We can know with certainty what Jesus would have believed about the doctrine of the inerrancy of Scripture, as it is understood today, even though it did not exist in Jesus’ time as a doctrinal position. Why? There was no need to have such a doctrinal view because no one called into question the accuracy, errancy, or infallibility of the Bible. Now, they were well aware of scribal mistakes in copying the manuscripts. But that is not what we are talking about here. Jesus or no Jewish person ever questioned the authority of the Scriptures (the Old Testament of that time) as to say it contained mistakes, errors, or contradictions.
The inerrancy of Scripture doctrine is the belief that the Bible is completely accurate and free from error in all of its teachings. This belief is held by many Christians, who see the Bible as the inspired word of God and believe that it contains the full and final revelation of God’s will for humanity.

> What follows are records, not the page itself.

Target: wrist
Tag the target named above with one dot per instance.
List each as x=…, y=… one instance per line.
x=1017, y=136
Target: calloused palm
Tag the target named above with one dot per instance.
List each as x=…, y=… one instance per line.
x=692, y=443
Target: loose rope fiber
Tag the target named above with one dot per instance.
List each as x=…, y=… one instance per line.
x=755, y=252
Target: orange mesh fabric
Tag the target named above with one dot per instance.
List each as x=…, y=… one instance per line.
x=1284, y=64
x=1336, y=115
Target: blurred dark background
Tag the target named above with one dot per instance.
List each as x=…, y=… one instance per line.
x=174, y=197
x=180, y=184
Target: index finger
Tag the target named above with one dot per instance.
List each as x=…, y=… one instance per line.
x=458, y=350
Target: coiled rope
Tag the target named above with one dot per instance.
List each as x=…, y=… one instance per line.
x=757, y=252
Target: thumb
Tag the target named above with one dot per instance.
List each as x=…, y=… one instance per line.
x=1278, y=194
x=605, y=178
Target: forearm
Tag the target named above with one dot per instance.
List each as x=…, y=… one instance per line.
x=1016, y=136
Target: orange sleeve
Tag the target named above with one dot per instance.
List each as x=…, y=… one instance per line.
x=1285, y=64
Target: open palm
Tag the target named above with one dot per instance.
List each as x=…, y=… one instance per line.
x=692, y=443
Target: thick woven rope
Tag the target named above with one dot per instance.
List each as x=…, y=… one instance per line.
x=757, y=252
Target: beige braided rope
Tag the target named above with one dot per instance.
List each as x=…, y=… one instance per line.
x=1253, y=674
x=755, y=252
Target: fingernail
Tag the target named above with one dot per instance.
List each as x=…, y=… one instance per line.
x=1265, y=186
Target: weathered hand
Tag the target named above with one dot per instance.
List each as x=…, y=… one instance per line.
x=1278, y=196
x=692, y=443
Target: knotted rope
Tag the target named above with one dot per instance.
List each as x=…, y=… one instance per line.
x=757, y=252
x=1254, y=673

The concept of inerrancy is often related to the doctrine of biblical inspiration, which holds that the Bible is the product of divine inspiration and that its authors wrote under the guidance and direction of the Holy Spirit. According to this belief, the Bible is not just a human document but a divinely inspired source of truth and authority.
However, Jesus is shown in the New Testament as affirming the authority and reliability of Scripture. For example, in the Gospel of Matthew, Jesus cites Scriptural passages as evidence for his teachings, and he frequently refers to Scriptural prophecies as being fulfilled in his ministry.
There is also evidence that Jesus viewed the Old Testament as being authoritative and trustworthy. For example, in the Gospel of Luke, Jesus says, “It is written, ‘Man shall not live by bread alone, but by every word that proceeds out of the mouth of God’” (Luke 4:4). This suggests that Jesus believed that the words of scripture were essential for spiritual nourishment and were to be taken seriously.
Overall, we cannot be certain about Jesus’ views on the inerrancy of Scripture doctrine of today. There is no doubt that he believed that Scripture was accurate, without error, mistake, or contradiction and that it is a reliable source of truth and authority. This is the very essence of the modern-day definition of the inerrancy of Scripture doctrine.
 Norman L. Geisler and William E. Nix, A General Introduction to the Bible, Rev. and expanded. (Chicago: Moody Press, 1986), 51–52.